Caleb. Montgomery Estate. She was here, she was married, she was not—there. With them.

She managed one shaky breath before Caleb’s hands turned her, moving them both back from the precipice. His gaze searched hers, eyes wild.

“What the hell were ye doin’, leannan ?” he asked, voice raspy with sleep or perhaps fear. “Ye nearly tumbled over.”

She was horribly disoriented, though gradually the world was coming into sharper focus around her, thank goodness. She extended a hand, pressing it against Caleb’s chest. She could fear his heart racing through the thin fabric of his nightshirt. She wondered if her pulse was leaping as frantically before deciding yes, of course it was. He tucked a loose strand of hair back from her face, touch as rough as the gesture was gentle.

She couldn’t decide if it felt soothing or if it rattled her even more thoroughly.

“Grace,” he said again, voice insistent.

He was waiting for her answer, she realized, which meant she needed to provide one—immediately.

She channeled her years of training in deportment and politics to offer him her best attempt at a sheepish, but unconcerned smile.

“I’m sorry if I startled you,” she said. “I must have been sleepwalking. It happens now and again.”

Caleb’s frown deepened. He looked unconvinced, but his tight clasp on her shoulders did slightly loosen. She wished, briefly, that he was a bit stupider; that would have been so dreadfully convenient.

“Sleepwalking.” He was still searching her, like her face would reveal more answers. She refused to permit it. “And this happens to ye often?”

“Now and again,” she repeated, hoping she hadn’t made her tone too light to be believable. “But, no, I wouldn’t say often .”

Goodness, she hoped not. It had been a frequent occurrence shortly after she’d been taken to the mill. She would wake to find herself already banging at the door of the small closet where she’d slept, one of more of the Packards already arriving to bang on the other side and scream at her to shut up and right quick, if she knew what was good for her.
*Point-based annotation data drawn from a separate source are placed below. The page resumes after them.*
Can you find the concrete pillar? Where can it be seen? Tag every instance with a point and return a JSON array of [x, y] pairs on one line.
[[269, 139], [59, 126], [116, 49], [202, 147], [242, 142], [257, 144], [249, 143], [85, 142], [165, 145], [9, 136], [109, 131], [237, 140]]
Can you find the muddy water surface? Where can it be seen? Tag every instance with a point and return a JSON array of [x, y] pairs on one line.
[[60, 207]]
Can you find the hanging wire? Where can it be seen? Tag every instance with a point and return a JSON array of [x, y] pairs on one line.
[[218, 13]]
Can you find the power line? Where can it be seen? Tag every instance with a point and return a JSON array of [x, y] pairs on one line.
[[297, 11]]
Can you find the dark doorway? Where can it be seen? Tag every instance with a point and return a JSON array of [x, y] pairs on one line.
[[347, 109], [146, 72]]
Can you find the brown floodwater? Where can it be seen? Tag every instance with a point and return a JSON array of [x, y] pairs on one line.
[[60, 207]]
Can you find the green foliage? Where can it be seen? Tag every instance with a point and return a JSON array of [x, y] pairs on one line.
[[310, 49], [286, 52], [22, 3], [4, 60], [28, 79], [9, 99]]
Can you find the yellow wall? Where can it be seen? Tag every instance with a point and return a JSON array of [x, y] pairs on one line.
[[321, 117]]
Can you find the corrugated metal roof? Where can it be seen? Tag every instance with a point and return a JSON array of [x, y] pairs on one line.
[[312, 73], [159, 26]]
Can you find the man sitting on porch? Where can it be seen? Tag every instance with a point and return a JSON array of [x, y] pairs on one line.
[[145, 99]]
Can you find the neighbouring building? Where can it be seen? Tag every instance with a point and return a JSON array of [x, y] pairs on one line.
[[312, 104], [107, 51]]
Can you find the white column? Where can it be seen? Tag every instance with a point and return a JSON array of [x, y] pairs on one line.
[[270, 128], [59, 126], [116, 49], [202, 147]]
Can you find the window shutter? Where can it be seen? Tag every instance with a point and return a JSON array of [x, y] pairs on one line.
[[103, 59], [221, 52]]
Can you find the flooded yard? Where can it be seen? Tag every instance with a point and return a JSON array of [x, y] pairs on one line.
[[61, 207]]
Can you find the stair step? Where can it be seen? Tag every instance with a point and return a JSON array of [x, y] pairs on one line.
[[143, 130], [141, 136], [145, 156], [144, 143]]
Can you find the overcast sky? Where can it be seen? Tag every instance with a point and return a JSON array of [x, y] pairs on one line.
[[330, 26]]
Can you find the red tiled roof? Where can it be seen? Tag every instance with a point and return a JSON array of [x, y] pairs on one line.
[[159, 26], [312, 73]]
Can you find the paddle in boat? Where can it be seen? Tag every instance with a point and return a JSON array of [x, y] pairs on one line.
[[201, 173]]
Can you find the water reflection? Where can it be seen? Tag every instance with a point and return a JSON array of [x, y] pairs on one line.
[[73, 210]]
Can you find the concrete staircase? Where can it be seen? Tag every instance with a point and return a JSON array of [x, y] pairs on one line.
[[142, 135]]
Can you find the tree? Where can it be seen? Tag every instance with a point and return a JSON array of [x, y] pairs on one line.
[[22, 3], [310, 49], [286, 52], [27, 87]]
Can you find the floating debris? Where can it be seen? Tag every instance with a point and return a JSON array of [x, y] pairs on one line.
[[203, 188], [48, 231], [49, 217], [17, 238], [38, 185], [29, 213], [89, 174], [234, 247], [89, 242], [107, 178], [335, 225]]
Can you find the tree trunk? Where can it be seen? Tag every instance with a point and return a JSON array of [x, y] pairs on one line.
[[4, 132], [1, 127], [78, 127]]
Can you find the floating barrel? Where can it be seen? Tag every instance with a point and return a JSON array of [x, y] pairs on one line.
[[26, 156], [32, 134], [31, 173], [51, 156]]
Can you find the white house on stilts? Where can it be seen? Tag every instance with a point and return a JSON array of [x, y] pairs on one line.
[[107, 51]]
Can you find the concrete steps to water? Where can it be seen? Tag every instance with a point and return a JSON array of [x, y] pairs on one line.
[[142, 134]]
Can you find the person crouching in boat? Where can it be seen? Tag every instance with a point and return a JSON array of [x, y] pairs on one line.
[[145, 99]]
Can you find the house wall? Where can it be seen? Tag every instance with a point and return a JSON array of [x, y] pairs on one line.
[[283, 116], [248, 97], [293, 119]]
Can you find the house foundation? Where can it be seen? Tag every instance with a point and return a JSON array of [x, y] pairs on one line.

Like with her nightmares, she’d gotten her sleepwalking under control out of sheer necessity, had stamped down her unconscious needs to serve her conscious ones—namely, not to get whacked with a utensil, shouted at, or given even less food than her usual scant rations.

“Is it because ye were dreamin’?” Caleb asked, too clever for his own good.

Grace refused to let her muscles clench.

“I dream all the time,” she said. “I don’t sleepwalk nearly as often.”

It was true and untrue. And she suspected that her husband knew it. As he held her, hands still on her, eyes still keen, she could practically hear him asking it. Why are you lying?

And the part of her that could hear that question echoing in his cantankerous, gruff voice almost considered answering. They’d had their moments, hadn’t they? On the balcony—in the library. They’d had moments where they’d let the veils of circumstance and animosity fall, and they’d told the truth, even if it was only in parts.

But then she remembered the gossip, the snickers hastily hidden behind fans. She remembered how matrons had eyed her with pity, their glances speaking. Poor Grace Miller. Spoiled goods.

Aside from her friends and her brother, nobody had cared much for Grace’s side of the story. Those who had bothered to ask hadn’t believed her.

Caleb hadn’t bothered to ask. And she didn’t know if she could bear it if he didn’t believe her. Not tonight, at least, when the walls of her past were closing in around her.

So he didn’t ask, and she didn’t tell him.

Instead, Grace broke his stare, looking down at her feet, though she knew it was the coward’s way out.

“I’m getting chilled,” she said. “And I’m tired. I’m going back to bed.”

Her husband’s hands dropped from her arms. She resisted the urge to reach up and brush at the spots where he’d been touching her, even as cool air prickled the uncovered skin.

“Very well,” he said. Did he sound…resigned? She didn’t dare risk a glimpse at his face. “Goodnight, Grace.”

“Goodnight.”

She scurried back to her room, feeling very much like a mouse seeking solace in its little hidey hole. The covers on her bed had grown cold, and it took a long time for their protection to feel safe enough for Grace to fall back to sleep.

Even so, and even with her ears craned for any sound of movement, she did not hear her husband come back to bed before she dropped off into an exhausted slumber.